The rise of the call center industry in Bacolod has had stunning effects. It has enabled for the first time the emergence of a true middle class. Shiny new gated communities line the highway outside town. Several new shopping malls have appeared, with many of the same brands and stores we are familiar with in the U.S. Owning a car has become the new norm for many families, and a variety of relatively expensive fast-food chains are thriving. There's even a new Starbucks in town that everyone is proud of, a mark of bourgeoisie excess unthinkable just a few years ago.
The very same jobs that we deplore in the U.S. as being stressful and unrewarding, that are characterized by high turnover and low employee satisfaction, for Filipinos represent a gateway to a comfortable middle class life. Just another example of the flattening world we live in.
These changes are representative of a broader shift taking place in the Philippines, changes that have led to it being called the New Asian Tiger. This is after jumping 10 places in the 2013 Index of World Economic Freedom, to 97th place, and 17th in the Asia-Pacific region.
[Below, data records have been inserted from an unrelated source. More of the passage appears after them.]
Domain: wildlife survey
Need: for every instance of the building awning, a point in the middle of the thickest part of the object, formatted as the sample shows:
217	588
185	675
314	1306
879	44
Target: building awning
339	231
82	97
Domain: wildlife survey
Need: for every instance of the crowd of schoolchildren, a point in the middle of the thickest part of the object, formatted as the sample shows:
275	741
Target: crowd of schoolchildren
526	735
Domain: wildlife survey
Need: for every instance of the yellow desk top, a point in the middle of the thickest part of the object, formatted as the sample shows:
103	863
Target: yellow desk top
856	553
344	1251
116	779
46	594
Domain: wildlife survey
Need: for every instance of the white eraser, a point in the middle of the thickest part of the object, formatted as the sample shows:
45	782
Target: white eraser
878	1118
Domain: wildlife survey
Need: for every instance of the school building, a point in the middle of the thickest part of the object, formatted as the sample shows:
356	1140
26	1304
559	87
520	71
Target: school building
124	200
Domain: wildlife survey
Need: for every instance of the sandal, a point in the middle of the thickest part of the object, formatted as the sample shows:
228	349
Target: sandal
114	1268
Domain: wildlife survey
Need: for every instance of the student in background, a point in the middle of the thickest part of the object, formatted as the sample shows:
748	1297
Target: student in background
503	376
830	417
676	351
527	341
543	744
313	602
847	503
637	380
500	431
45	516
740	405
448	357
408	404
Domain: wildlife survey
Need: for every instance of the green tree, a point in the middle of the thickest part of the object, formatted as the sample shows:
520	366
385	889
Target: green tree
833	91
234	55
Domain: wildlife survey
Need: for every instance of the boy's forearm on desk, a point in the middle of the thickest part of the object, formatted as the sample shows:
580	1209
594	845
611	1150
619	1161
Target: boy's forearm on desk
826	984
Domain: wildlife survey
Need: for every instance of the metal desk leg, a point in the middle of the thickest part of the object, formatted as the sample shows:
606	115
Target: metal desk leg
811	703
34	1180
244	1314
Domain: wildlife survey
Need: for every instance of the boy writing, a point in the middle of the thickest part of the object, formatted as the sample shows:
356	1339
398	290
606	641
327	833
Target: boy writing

The IMF has reported that the country's economy grew by 6.5% in 2012, handily beating its forecast of 4.8% and putting to shame the flatlining economies of the developed world. Most impressively, the Filipino stock market grew by 33% in 2012, the second-fastest growing market in the world, and opened 2013 at record highs and no sign of slowing.
Manila, the capital, is booming. On a recent trip to visit family, I stayed at a hotel in Makati, the business district of the city. Huge malls filled with high-end brands and luxury cars everywhere gave me the impression of a business class on the rise, and a sea of skyscrapers under construction provided evidence of massive Chinese investment. Even Paris Hilton and Donald Trump are opening new resorts there, a sure sign that you're already late to the party.
The new global economy taking shape is one where technology is leveling the playing field for people that have long been outside the mainstream of international business. If the companies of today want to maintain their position, they will need to become highly skilled in using some of these same digital technologies to their own advantage, or risk being left behind by ambitious, dynamic young companies from every corner of the globe.